In primo luogo, alla presente situazione internazionale di guerra, asimmetrica quanto si vuole ma guerra, che vede coinvolta l’Italia. E, di regola, le situazioni in cui il ruolo dei militari rischia di diventare fondamentale, ne determinano il conseguente accrescimento di influenza e potere all’interno delle società di riferimento. Di riflesso una società occidentale, dunque inclusa anche quella italiana, che punti sulla guerra “globale al terrorismo”, non può non favorire l’ ascesa “globale” al potere dei militari, come gruppo sociale, caratterizzato da istituzioni rivolte di norma ( o comunque in ultima istanza) alla repressione armata di ogni forma di conflitto.

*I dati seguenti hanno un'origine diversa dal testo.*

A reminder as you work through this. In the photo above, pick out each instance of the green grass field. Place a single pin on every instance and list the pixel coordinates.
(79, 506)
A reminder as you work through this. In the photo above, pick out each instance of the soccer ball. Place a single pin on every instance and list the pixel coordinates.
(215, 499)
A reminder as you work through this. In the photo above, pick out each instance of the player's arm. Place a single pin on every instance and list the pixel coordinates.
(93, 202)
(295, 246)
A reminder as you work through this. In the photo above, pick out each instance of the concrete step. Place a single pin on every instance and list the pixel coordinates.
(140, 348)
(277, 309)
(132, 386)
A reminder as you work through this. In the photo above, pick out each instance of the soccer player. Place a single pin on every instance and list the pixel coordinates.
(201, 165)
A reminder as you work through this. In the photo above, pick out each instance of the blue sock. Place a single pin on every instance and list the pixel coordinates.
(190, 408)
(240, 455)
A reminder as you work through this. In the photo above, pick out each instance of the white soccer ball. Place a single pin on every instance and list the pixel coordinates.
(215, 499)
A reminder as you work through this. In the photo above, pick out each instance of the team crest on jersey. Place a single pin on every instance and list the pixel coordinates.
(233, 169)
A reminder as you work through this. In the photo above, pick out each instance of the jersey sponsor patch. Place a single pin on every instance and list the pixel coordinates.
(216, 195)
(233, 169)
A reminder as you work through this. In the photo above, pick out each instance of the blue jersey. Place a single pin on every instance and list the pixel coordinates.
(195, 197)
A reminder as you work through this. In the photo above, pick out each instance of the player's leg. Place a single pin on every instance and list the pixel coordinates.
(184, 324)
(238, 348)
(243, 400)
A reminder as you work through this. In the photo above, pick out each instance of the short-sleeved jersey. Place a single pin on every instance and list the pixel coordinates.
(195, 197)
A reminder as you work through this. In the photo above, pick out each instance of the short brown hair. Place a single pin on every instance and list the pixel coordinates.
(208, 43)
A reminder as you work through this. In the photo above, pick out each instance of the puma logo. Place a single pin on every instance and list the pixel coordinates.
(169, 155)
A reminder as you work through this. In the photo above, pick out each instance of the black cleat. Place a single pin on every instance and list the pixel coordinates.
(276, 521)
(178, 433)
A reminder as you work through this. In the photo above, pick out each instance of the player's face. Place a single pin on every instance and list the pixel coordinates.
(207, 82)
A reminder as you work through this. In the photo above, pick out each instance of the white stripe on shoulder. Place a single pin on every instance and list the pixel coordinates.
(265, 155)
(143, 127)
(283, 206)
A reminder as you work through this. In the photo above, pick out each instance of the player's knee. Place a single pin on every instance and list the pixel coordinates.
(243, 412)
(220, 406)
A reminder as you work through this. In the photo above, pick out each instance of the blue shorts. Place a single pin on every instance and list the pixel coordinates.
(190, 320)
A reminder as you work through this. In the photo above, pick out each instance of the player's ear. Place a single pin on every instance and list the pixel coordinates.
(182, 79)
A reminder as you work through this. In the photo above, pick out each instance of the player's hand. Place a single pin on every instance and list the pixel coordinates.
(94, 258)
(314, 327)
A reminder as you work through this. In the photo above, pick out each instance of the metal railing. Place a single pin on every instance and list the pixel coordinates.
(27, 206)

In secondo luogo, nelle situazione di guerra più o meno aperta, come quella in atto sul piano mondiale, si determina una polarizzazione del potere politico: in nome di una migliore gestione della situazione bellica le élite dirigenti civili impongono una centralizzazione di tutti i poteri. Ovviamente nell’interesse “supremo della nazione” o, come avviene oggi, "dell'Occidente". E all’interno di questo processo, di regola, i dirigenti militari finiscono gradualmente per sostituirsi a quelli civili, prima perché ritenuti “professionalmente” più adatti ad affrontare la situazione di “emergenza” bellica, e dopo perché divenuti insostituibili: siamo davanti al classico caso del potere che genere un altro potere, che a sua volta e nel tempo, tende a diventare predominante sul primo per ragioni funzionali, ovviamente nei limiti dei risultati positivi conseguiti. Inoltre la centralizzazione può divenire tanto più assoluta quanto più alla situazione di guerra esterna se ne affianchi una di guerra interna (ad esempio, come nel caso italiano, di “guerra” alla mafia, alla camorra, eccetera).

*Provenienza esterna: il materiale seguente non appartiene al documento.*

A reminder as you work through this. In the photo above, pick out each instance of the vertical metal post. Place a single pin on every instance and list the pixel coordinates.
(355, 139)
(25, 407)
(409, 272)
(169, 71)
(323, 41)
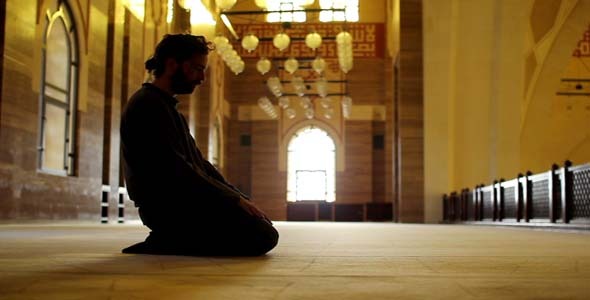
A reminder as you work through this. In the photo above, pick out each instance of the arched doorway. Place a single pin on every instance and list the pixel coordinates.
(311, 166)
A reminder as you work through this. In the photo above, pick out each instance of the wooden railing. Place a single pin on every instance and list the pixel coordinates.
(348, 212)
(559, 197)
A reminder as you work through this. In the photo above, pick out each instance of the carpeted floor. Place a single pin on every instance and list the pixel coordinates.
(312, 261)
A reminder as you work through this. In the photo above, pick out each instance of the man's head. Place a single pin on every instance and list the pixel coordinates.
(183, 59)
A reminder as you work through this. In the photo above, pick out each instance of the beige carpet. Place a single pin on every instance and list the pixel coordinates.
(312, 261)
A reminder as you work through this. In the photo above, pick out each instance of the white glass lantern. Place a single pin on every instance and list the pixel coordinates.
(343, 38)
(291, 65)
(346, 106)
(313, 40)
(281, 41)
(263, 65)
(250, 42)
(225, 4)
(309, 113)
(326, 102)
(220, 40)
(304, 2)
(305, 102)
(261, 3)
(290, 113)
(284, 102)
(318, 65)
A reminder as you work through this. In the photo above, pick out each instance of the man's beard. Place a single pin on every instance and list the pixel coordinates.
(180, 85)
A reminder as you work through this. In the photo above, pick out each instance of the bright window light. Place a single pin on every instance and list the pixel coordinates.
(311, 166)
(350, 13)
(200, 14)
(170, 13)
(286, 14)
(137, 8)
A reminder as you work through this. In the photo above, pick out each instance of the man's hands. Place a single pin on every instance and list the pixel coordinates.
(250, 208)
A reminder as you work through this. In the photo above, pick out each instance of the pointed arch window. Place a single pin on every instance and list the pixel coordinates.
(58, 97)
(311, 163)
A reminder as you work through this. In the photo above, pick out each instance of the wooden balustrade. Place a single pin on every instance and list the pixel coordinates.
(559, 197)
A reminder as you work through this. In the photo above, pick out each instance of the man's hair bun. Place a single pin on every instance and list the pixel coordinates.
(151, 64)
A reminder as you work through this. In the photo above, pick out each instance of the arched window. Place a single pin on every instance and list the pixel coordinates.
(311, 164)
(58, 93)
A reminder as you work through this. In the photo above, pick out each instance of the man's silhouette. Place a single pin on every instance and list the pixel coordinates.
(189, 206)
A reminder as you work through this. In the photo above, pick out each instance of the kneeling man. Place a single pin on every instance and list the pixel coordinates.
(189, 206)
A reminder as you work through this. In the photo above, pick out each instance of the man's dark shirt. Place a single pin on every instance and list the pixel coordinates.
(162, 164)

In terzo luogo, la graduale militarizzazione della società porta con sé la rivalorizzazione di un’etica di tipo militare fondata su valori come la gerarchia, l’obbedienza assoluta, il coraggio, l’onore. E soprattutto i primi due valori (gerarchia e obbedienza) non sono sicuramente in sintonia con quelli democratici. Di qui il pericolo di un mutamento valoriale, a danno della democrazia.
Di regola il mix tra istituzionalizzazione in ogni ambito della repressione armata, centralizzazione politica ed etica militare rafforza il potere dei militari e rende difficilissimo, come si diceva all’inizio, far “rientrare" l'esercito nelle caserme.
Naturalmente, ogni società, reagisce allo schema sociologico qui illustrato, secondo il peso delle proprie tradizioni storiche e socioculturali. Quanto più una società è democratica e pluralista (nel senso di una maggiore ricchezza sociale di istituzioni civili e contropoteri), tanto più il processo di militarizzazione può essere rallentato, perfino “bloccato”, o comunque tenuto sotto controllo.
Tuttavia, e concludiamo, per chi crede nelle democrazia (come mezzo di risoluzione pacifica dei conflitti) e nel pluralismo sociale (che implica che i militari se ne stiano nelle caserme) questo “rumor di sciabole” non promette nulla buono.